Microsoft Excel now offers GROUPBY and PIVOTBY aggregation functions, which make it easier to collect and organize data into compact summaries or tables. Plus, a new PERCENTOF function allows you to quickly return percentages from raw data. These functions are still in beta and are currently limited to Microsoft 365 Insider builds.

The GROUPBY function is extremely simple and requires just three arguments—what to group by, the values that you want to aggregate, and the function that you’d like to use for aggregation. In an example provided by Microsoft, the function =GROUPBY(tbl[Category],tbl[Sales],SUM) reduces some complicated sales information into a two-column table. The left side of the table lists product categories, while the right side contains sales numbers aggregated by the SUM function.

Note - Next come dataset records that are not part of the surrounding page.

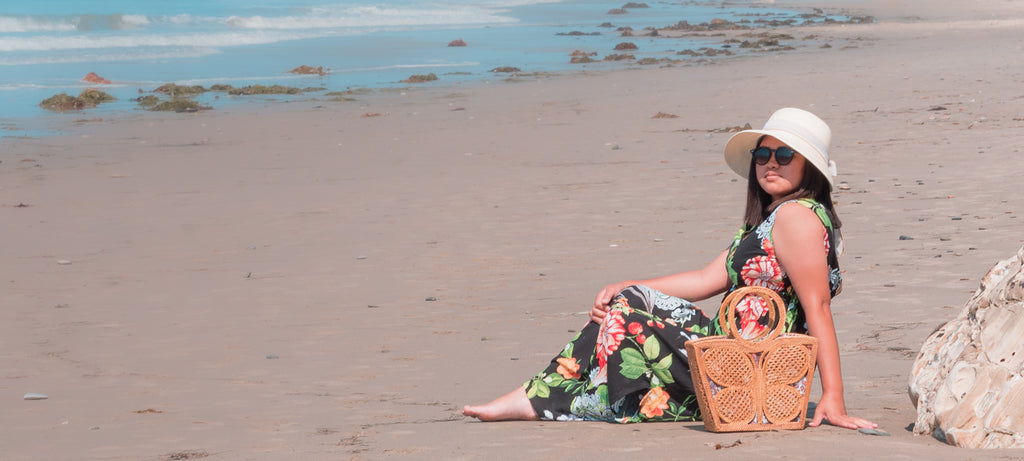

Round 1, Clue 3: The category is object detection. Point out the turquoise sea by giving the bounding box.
[0,0,843,136]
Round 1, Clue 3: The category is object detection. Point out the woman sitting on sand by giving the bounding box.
[463,109,877,429]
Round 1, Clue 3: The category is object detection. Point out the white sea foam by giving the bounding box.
[224,6,516,30]
[0,31,319,53]
[0,16,78,34]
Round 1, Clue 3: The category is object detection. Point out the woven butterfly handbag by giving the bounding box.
[686,287,818,432]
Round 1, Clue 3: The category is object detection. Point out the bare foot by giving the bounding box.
[462,387,538,421]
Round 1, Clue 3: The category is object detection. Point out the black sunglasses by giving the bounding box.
[751,145,797,165]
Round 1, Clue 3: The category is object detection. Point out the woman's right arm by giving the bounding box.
[590,250,729,323]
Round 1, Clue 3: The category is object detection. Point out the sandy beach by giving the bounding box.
[0,0,1024,461]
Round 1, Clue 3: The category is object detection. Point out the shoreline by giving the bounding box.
[0,0,1024,460]
[0,1,870,137]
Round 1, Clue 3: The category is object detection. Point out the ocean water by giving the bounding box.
[0,0,839,136]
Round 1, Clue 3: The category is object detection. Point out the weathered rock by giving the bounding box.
[909,247,1024,448]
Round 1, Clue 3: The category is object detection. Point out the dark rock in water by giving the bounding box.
[233,85,302,96]
[135,94,160,109]
[604,54,637,60]
[288,66,327,75]
[153,83,206,97]
[82,72,111,84]
[39,88,117,112]
[148,97,213,113]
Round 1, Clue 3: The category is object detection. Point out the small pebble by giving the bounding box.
[857,427,889,436]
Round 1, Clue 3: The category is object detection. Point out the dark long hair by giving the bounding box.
[743,139,843,229]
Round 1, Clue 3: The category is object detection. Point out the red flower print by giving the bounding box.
[736,296,768,338]
[557,357,580,379]
[597,309,626,368]
[739,256,785,291]
[640,387,669,418]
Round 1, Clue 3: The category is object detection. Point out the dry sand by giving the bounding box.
[0,0,1024,461]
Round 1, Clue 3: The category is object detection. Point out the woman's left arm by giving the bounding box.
[772,204,878,429]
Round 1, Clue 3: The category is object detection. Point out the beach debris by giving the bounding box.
[908,242,1024,449]
[163,450,210,461]
[705,439,743,450]
[662,18,752,32]
[401,72,437,83]
[39,88,117,112]
[679,123,751,134]
[227,85,301,96]
[147,97,213,113]
[676,45,734,57]
[288,65,331,76]
[82,72,111,84]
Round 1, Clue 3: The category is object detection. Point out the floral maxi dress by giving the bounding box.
[523,199,842,423]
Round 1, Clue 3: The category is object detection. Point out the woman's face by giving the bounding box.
[755,136,807,200]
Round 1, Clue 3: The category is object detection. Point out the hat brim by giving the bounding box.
[725,129,835,187]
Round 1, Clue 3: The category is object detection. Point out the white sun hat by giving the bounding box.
[725,108,836,186]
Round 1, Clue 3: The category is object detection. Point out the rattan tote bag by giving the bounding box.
[686,287,818,432]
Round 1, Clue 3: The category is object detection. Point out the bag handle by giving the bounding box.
[718,286,785,342]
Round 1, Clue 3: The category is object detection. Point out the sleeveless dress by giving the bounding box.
[523,199,842,423]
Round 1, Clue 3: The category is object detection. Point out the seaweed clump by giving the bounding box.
[401,73,437,83]
[39,88,117,112]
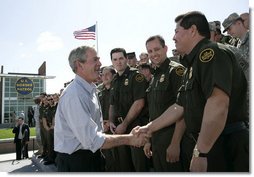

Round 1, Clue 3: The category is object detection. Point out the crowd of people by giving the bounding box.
[15,11,250,172]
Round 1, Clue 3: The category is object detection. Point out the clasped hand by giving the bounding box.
[130,126,151,147]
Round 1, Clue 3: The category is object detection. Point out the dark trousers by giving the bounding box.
[15,139,22,160]
[152,125,183,172]
[152,144,183,172]
[113,146,135,172]
[46,129,56,161]
[130,147,150,172]
[102,149,117,172]
[182,129,249,172]
[15,139,28,160]
[56,150,102,172]
[40,120,48,156]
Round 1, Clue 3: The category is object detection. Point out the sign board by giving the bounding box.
[16,77,34,95]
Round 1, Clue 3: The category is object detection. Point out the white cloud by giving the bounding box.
[36,31,63,52]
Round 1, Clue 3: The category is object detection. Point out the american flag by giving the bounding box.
[73,25,96,40]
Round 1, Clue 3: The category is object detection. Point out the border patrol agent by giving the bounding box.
[144,35,184,172]
[97,66,116,172]
[109,48,149,172]
[139,11,249,172]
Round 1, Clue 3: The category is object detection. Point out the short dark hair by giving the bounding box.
[146,35,165,47]
[175,11,210,39]
[110,48,127,60]
[102,66,116,75]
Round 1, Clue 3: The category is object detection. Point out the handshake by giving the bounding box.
[129,124,152,147]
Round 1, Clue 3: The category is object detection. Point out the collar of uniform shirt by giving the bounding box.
[75,75,96,94]
[183,38,209,66]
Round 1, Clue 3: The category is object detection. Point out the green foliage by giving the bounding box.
[0,127,36,139]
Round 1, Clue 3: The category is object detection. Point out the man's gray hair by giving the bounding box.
[68,46,94,73]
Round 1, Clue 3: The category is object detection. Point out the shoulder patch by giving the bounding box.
[176,66,184,76]
[199,48,214,63]
[135,74,145,82]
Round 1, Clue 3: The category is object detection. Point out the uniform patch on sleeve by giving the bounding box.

Microsoft’s demonstration of the GROUPBY function is shown below.

Using the GROUPBY function in Microsoft Excel to split item sales into product categories with corresponding sales figures.

Excel’s new PIVOTBY function is extremely similar to GROUPBY, but it takes four arguments instead of three. Using the same dataset from the previous example, Microsoft uses the function =PIVOTBY(tbl[Category],tbl[Year],tbl[Sales,MAX) to show the largest sales by product category and year. Total sales for each product category are also included.

Notice the use of the MAX function in this example. GROUPBY and PIVOTBY allow you to select from a list of Excel’s lambda functions, which can remove some of the guesswork when aggregating data. Microsoft plans to expand etc lambda support to all functions that support lambda, meaning that some large functions will become more streamlined and legible.

Using the PIVOTBY function in Microsoft Excel to split item sales into categories, with each year of sales separated into columns.

The GROUPBY and PIVOTBY functions aren’t groundbreaking, but they’re simple, tidy, and automatically updated by changes to your data. Also, you can pull some pretty interesting tricks by fooling around with the new functions’ full arguments. Microsoft seems especially proud of text aggregation, which can be performed by using the GROUPBY function with the addition of a sorting argument and ARRAYTOTEXT.

There’s also the new PERCENTOF function. Microsoft says that PERCENTOF is “particularly useful” when paired with GROUPBY or PIVOTBY, as it can spit out complex percentage values with relatively few steps. (Technically speaking, PERCENTOF is logically equivalent to =SUM(data_subset)/SUM(data_all).)

Microsoft Excel’s new functions are currently limited to Microsoft 365 Insider builds. Do not use these functions in important spreadsheets, as they are still in beta and may be modified in a stable release.